# Tutorial IV: Trials, Warm-up & Cool-down¶

In Tutorials I-III we investigated one run of a simulation of a bank. Before we draw any conclusions about the behaviour of the bank, there are three things we should consider:

Our original description of the bank described it as open 24/7. This means the bank would never start from an empty state, as our simulation does.

Those customers left inside the system at the end of the run: their records were not collected, despite spending time in the system during the observation period.

Does that single run of our simulation really reflect reality? Were our results simply a fluke? An extreme case?

These three concerns can be addressed with warm-up, cool-down, and trials respectively. A full explanation of these can be found here.

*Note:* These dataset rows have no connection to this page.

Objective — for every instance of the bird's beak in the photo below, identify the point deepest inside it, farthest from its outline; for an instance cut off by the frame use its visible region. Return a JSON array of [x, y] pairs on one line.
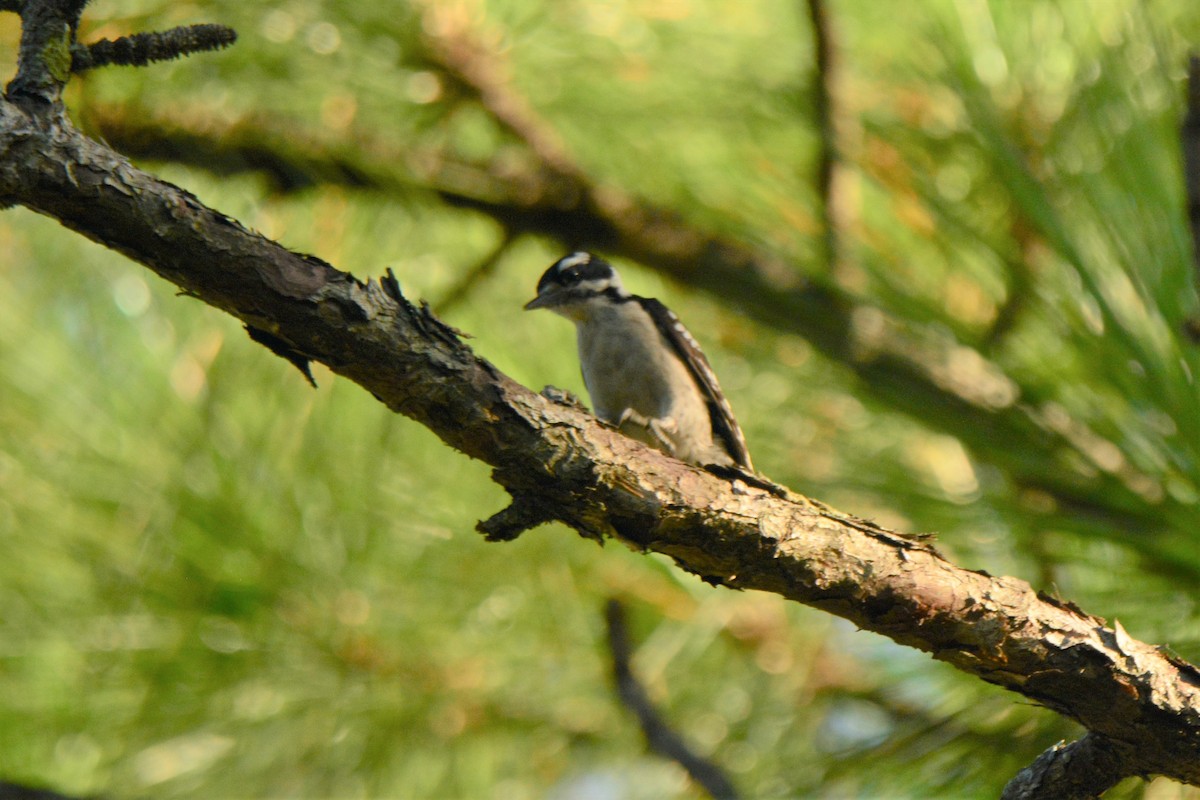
[[544, 300]]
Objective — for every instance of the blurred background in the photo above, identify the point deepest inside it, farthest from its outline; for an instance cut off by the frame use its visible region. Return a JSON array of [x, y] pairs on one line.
[[942, 271]]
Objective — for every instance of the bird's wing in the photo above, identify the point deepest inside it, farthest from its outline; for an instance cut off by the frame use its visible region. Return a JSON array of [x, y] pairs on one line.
[[725, 426]]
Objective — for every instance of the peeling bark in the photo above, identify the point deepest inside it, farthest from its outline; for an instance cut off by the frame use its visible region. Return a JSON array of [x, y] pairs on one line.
[[561, 463]]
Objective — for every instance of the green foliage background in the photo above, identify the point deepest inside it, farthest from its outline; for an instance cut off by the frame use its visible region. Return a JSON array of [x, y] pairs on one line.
[[221, 583]]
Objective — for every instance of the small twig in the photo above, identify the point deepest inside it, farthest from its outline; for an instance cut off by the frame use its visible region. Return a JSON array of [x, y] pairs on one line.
[[139, 49], [822, 106], [658, 733]]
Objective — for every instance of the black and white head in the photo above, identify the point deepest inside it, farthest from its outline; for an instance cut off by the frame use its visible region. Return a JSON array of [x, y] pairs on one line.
[[576, 281]]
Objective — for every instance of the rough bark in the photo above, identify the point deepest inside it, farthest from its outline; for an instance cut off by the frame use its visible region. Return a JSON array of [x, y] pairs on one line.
[[559, 463]]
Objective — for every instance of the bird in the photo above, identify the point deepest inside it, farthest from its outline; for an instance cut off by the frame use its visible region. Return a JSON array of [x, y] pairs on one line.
[[643, 370]]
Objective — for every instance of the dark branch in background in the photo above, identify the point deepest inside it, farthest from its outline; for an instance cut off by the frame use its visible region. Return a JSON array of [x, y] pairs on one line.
[[474, 276], [822, 108], [139, 49], [1081, 770], [659, 735], [1189, 142]]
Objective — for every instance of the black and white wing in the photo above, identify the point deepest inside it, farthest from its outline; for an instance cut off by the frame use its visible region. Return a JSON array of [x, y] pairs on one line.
[[725, 426]]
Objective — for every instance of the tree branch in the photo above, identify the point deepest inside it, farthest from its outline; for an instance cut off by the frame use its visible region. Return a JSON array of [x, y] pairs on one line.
[[1081, 770], [139, 49], [603, 483], [561, 463], [1189, 143], [822, 107]]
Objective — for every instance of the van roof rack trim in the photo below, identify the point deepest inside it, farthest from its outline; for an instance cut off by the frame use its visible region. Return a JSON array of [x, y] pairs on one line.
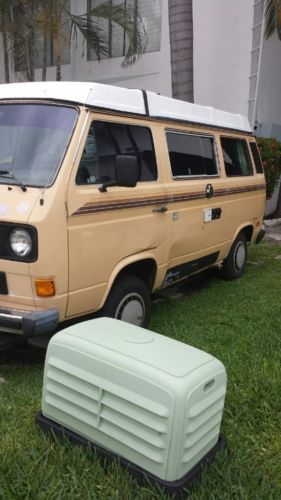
[[136, 101]]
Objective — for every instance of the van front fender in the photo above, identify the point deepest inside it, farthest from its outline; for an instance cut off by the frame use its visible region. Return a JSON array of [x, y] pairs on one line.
[[136, 264]]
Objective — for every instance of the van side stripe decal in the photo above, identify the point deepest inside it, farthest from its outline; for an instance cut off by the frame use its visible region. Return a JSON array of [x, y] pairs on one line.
[[90, 208]]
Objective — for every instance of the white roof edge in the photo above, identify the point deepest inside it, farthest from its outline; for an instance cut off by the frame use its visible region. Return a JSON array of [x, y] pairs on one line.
[[125, 100], [161, 106]]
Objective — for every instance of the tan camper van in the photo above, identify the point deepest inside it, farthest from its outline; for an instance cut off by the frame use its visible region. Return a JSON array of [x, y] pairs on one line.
[[108, 194]]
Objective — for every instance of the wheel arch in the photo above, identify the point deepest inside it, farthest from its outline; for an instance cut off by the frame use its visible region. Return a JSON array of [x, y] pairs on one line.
[[247, 230], [145, 268]]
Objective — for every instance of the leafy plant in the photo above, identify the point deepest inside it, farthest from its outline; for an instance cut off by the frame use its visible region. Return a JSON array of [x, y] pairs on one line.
[[270, 151]]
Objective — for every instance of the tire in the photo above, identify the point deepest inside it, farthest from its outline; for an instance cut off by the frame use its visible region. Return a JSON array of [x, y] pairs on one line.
[[234, 264], [129, 301]]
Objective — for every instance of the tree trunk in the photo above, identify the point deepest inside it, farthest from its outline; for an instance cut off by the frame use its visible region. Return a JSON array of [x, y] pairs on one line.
[[181, 40], [45, 54], [6, 55], [57, 15]]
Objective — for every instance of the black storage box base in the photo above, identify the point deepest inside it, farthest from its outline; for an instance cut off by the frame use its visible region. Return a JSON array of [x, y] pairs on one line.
[[142, 476]]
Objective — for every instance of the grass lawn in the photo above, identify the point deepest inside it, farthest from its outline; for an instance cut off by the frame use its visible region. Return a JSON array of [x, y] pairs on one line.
[[239, 322]]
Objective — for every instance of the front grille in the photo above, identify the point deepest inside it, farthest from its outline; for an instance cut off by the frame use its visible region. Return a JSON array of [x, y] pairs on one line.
[[103, 413], [3, 284]]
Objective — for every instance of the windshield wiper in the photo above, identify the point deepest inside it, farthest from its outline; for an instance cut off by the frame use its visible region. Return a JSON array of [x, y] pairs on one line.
[[4, 173]]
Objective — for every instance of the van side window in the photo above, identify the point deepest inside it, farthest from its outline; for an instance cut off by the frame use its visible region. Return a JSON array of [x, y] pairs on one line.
[[236, 157], [191, 155], [105, 141]]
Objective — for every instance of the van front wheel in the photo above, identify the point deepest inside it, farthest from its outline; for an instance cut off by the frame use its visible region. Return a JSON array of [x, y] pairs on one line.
[[129, 300], [234, 264]]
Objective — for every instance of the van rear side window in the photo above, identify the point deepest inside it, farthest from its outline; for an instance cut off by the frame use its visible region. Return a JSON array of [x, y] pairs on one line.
[[191, 155], [236, 157], [105, 141]]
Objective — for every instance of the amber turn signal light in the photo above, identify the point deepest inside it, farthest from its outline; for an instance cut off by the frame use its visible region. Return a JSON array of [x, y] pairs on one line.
[[45, 288]]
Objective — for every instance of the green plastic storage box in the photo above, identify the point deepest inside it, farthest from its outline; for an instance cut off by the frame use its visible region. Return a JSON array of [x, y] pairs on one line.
[[154, 402]]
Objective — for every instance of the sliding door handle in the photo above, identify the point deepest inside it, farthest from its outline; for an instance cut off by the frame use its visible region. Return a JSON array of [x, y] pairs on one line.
[[160, 210]]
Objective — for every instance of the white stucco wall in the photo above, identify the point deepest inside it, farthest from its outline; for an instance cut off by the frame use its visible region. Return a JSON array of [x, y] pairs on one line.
[[269, 101], [222, 53]]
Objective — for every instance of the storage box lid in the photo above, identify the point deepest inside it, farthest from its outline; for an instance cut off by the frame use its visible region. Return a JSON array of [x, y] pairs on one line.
[[162, 353]]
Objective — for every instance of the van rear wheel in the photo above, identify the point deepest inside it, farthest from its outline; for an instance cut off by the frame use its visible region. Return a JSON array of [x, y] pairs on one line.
[[234, 264], [129, 301]]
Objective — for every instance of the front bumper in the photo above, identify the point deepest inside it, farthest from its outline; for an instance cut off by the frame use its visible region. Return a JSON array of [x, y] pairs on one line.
[[28, 323]]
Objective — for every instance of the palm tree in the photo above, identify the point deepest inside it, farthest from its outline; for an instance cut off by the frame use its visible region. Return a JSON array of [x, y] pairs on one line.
[[181, 34], [272, 13], [50, 17]]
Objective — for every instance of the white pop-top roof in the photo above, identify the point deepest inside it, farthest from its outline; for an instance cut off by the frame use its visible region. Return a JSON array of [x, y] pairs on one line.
[[126, 100]]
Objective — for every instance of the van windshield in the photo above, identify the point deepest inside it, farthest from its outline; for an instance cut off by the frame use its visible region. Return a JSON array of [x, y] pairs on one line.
[[33, 140]]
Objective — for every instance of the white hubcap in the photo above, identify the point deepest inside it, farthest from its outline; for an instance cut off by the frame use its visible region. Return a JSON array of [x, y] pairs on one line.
[[131, 309]]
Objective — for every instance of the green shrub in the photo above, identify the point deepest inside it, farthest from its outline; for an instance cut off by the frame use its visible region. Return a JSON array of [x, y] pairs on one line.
[[270, 151]]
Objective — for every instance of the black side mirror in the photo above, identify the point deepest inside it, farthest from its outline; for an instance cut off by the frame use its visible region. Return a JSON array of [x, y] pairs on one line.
[[126, 172]]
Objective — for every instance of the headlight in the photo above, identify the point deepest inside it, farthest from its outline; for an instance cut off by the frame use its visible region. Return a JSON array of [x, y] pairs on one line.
[[20, 242]]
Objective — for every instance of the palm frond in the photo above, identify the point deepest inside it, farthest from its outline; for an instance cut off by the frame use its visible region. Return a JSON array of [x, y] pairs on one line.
[[272, 14], [129, 20], [91, 32], [125, 17]]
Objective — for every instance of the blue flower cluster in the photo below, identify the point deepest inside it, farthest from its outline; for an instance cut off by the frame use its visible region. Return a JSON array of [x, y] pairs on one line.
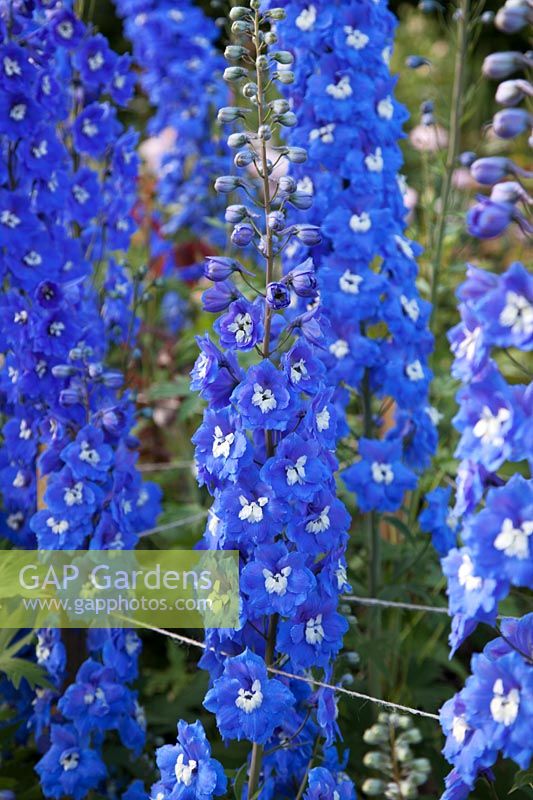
[[181, 76], [379, 341], [266, 453], [490, 715], [67, 461]]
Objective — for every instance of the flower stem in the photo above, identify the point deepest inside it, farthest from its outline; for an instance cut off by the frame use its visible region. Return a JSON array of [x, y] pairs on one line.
[[257, 749], [372, 535], [453, 148]]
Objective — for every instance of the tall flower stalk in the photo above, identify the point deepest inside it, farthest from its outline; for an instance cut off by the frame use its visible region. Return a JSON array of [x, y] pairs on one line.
[[265, 451]]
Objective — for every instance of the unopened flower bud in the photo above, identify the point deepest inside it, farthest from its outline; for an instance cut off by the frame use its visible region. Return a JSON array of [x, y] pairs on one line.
[[233, 74], [511, 122], [239, 12], [243, 158], [63, 371], [514, 15], [297, 155], [286, 184], [250, 90], [276, 221], [230, 114], [242, 234], [236, 213], [288, 120], [373, 787], [501, 65], [241, 26], [264, 133], [234, 52], [467, 158], [510, 93], [285, 76], [278, 295], [226, 183], [301, 200], [283, 57], [509, 192], [277, 13], [415, 62], [236, 140], [490, 170]]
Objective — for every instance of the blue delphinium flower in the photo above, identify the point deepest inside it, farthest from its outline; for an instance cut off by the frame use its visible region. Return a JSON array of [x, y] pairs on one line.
[[247, 703], [187, 770], [70, 766], [379, 479]]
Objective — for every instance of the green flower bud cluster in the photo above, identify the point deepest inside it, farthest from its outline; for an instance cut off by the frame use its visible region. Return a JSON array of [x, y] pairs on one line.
[[401, 773]]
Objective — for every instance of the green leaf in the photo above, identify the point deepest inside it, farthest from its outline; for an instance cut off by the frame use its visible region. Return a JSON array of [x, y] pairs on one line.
[[522, 779], [399, 525]]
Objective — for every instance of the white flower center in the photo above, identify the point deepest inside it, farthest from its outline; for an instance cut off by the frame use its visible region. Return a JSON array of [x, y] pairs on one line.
[[314, 632], [222, 443], [320, 523], [65, 29], [374, 161], [81, 195], [73, 495], [296, 472], [276, 583], [460, 728], [306, 19], [263, 399], [57, 526], [339, 349], [410, 307], [382, 473], [249, 700], [56, 329], [11, 67], [96, 61], [33, 259], [514, 541], [298, 371], [9, 219], [414, 371], [69, 760], [184, 771], [341, 90], [489, 426], [18, 112], [89, 128], [467, 347], [325, 133], [349, 282], [360, 223], [323, 419], [386, 108], [242, 327], [355, 38], [252, 511], [89, 454], [466, 575], [517, 314], [504, 707]]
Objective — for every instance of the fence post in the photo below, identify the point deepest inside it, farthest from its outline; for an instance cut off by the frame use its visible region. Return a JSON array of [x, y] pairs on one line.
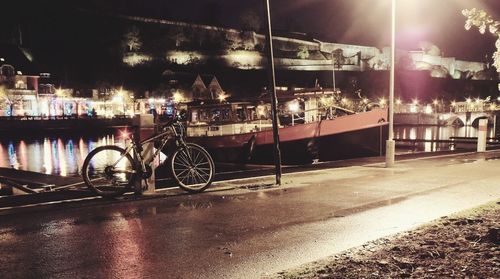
[[145, 128], [481, 135]]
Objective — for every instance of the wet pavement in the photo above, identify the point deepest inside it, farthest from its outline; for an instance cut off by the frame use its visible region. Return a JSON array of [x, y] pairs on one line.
[[248, 231]]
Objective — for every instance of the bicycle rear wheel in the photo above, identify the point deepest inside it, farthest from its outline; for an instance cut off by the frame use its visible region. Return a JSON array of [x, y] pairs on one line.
[[192, 168], [108, 171]]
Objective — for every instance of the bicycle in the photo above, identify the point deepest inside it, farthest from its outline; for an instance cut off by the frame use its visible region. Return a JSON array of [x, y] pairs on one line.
[[110, 171]]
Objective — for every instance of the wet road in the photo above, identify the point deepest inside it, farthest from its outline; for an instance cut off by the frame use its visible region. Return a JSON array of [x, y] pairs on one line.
[[244, 233]]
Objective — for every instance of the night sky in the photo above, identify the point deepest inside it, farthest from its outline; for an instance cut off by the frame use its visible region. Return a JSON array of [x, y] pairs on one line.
[[364, 22]]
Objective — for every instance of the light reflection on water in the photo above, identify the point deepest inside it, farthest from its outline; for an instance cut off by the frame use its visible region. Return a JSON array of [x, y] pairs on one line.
[[51, 155], [65, 155]]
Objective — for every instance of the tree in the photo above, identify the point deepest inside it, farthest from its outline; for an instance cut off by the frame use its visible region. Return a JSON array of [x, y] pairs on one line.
[[250, 21], [483, 21], [8, 99]]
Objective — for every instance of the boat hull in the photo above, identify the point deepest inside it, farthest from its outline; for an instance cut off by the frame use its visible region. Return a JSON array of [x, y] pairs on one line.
[[352, 136]]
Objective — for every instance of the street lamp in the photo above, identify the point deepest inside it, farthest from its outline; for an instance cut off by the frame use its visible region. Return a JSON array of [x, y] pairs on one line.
[[390, 146]]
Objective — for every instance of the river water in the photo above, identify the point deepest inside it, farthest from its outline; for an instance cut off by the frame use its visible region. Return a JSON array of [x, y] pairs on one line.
[[64, 155]]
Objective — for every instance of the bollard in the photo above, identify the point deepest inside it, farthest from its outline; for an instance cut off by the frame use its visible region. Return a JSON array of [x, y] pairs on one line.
[[390, 147], [481, 135], [145, 129]]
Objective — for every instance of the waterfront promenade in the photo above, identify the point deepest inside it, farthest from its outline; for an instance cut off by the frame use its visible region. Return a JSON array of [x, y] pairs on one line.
[[243, 228]]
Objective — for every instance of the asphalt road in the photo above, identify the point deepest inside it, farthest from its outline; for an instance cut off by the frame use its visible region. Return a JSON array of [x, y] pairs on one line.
[[246, 232]]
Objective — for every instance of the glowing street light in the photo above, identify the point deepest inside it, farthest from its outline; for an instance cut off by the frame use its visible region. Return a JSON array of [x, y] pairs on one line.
[[390, 146], [293, 107], [178, 97], [222, 97]]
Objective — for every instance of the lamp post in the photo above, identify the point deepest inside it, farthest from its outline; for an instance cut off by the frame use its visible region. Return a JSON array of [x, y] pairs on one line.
[[390, 145]]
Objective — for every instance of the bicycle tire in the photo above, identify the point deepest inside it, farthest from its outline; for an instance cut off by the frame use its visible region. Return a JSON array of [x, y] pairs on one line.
[[100, 175], [195, 175]]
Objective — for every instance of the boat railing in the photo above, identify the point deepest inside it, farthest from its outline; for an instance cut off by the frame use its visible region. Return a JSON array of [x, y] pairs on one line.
[[221, 129]]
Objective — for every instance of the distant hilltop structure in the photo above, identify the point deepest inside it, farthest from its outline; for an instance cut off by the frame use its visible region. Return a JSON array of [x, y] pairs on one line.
[[194, 44]]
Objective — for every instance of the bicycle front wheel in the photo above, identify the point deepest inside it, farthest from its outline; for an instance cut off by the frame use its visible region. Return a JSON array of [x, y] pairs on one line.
[[108, 171], [192, 168]]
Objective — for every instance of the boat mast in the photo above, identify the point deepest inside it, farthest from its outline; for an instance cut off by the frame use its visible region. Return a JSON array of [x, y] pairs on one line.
[[272, 88]]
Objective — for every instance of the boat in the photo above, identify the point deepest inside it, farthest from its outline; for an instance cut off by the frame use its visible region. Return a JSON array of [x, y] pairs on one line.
[[241, 132]]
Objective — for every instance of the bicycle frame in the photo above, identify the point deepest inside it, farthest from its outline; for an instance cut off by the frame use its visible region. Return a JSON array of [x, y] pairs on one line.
[[165, 137]]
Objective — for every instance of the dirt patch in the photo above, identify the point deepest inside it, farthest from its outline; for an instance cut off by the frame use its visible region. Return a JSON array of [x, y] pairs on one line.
[[465, 245]]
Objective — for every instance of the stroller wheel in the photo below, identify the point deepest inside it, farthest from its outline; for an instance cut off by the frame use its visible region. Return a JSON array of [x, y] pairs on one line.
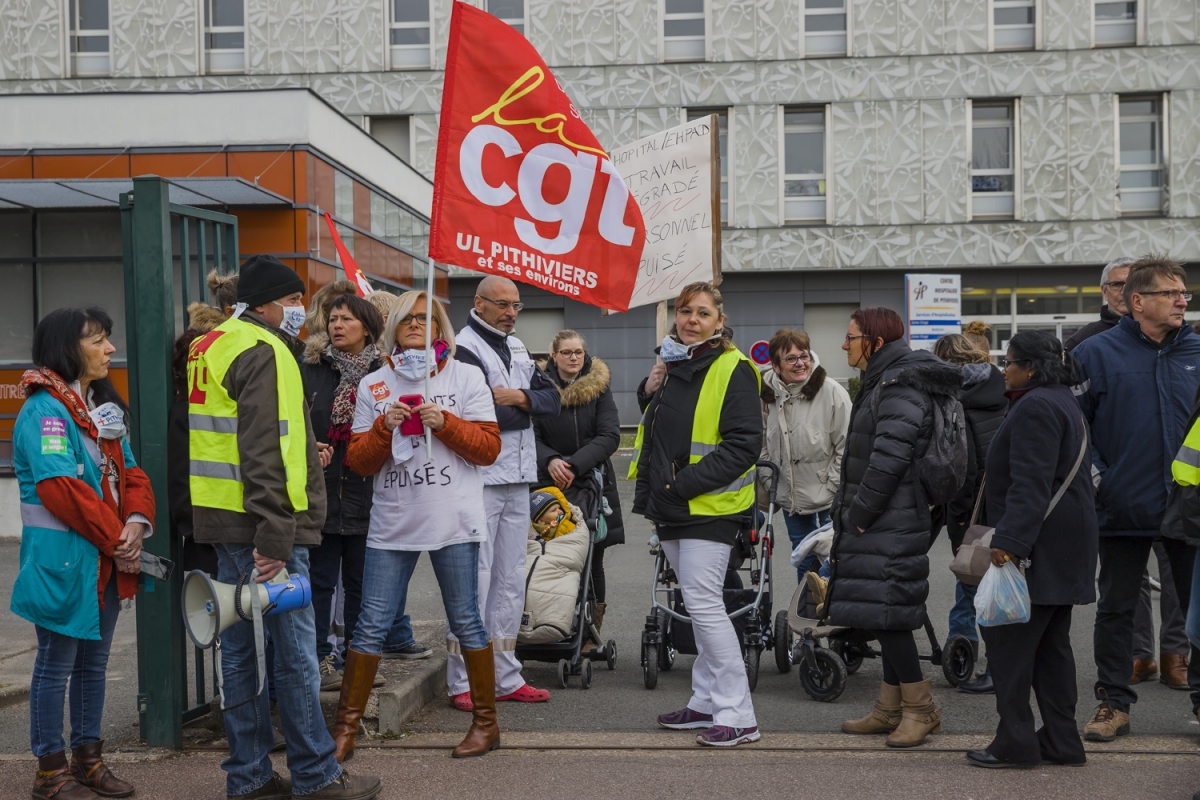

**Warm-up:**Simulate the system for some time before the beginning of the observation period, such that the system is non-empty and ‘in the swing of it’ by the time the observation period begins. Only collect results from the beginning of the observation period.**Cool-down:**Simulate the system for some time after the end of the observation period, such that no concerned customers are stuck in the simulation when results collection happens. Only collect results until the end of the observation period.**Trials:**Simulate the system many times with different random number streams (different seeds). Keep all interested results from all trials, so that we may take averages and confidence intervals.

Let’s define our bank by creating our Network object:

```
>>> import ciw
>>> N = ciw.create_network(
... arrival_distributions=[ciw.dists.Exponential(rate=0.2)],
... service_distributions=[ciw.dists.Exponential(rate=0.1)],
... number_of_servers=[3]
... )
```

For simplicity, we will be concerned with finding the mean waiting time only. We’ll run 10 simulations in a loop, and take a warm-up time and a cool-down time of 100 time units. Therefore each trial we will run for 1 day + 200 minutes (1640 minutes):

```
>>> average_waits = []
>>> for trial in range(10):
... ciw.seed(trial)
... Q = ciw.Simulation(N)
... Q.simulate_until_max_time(1640)
... recs = Q.get_all_records()
... waits = [r.waiting_time for r in recs if r.arrival_date > 100 and r.arrival_date < 1540]
... mean_wait = sum(waits) / len(waits)
... average_waits.append(mean_wait)
```

The list `average_waits`

will now contain ten numbers, the mean waiting time from each of the trials.
Notice that we set a different seed every time, so each trial will yield different results:

```
>>> average_waits
[3.91950..., 4.34163..., 4.61779..., 5.33537..., 5.06224..., 2.90274..., 4.93209..., 17.95093128538666, 4.06136..., 3.14126...]
```

We can see that the range of waits are quite high, between 1.6 and 7.5. This shows that running a single trial wouldn’t have given us a very confident answer. We can take the mean result over the trials to get a more confident answer:

```
>>> sum(average_waits) / len(average_waits)
5.62649...
```

Using Ciw, we have found that on average customers wait 5.62 minutes in the queue at the bank. What would happen if we added an extra server? Let’s repeat the analysis with 4 servers:

```
>>> N = ciw.create_network(
... arrival_distributions=[ciw.dists.Exponential(rate=0.2)],
... service_distributions=[ciw.dists.Exponential(rate=0.1)],
... number_of_servers=[4]
... )
>>> average_waits = []
>>> for trial in range(10):
... ciw.seed(trial)
... Q = ciw.Simulation(N)
... Q.simulate_until_max_time(1640)
... recs = Q.get_all_records()
... waits = [r.waiting_time for r in recs if r.arrival_date > 100 and r.arrival_date < 1540]
... mean_wait = sum(waits) / len(waits)
... average_waits.append(mean_wait)
>>> sum(average_waits) / len(average_waits)
0.79868...
```

By adding an extra server, we can reduce waits from an average 5.62 minutes to 0.79 minutes! Well done, you have just run your first what-if scenario! What-if scenarios allow us to use simulation to see if expensive changes to the system are beneficial, without actually implementing those expensive changes.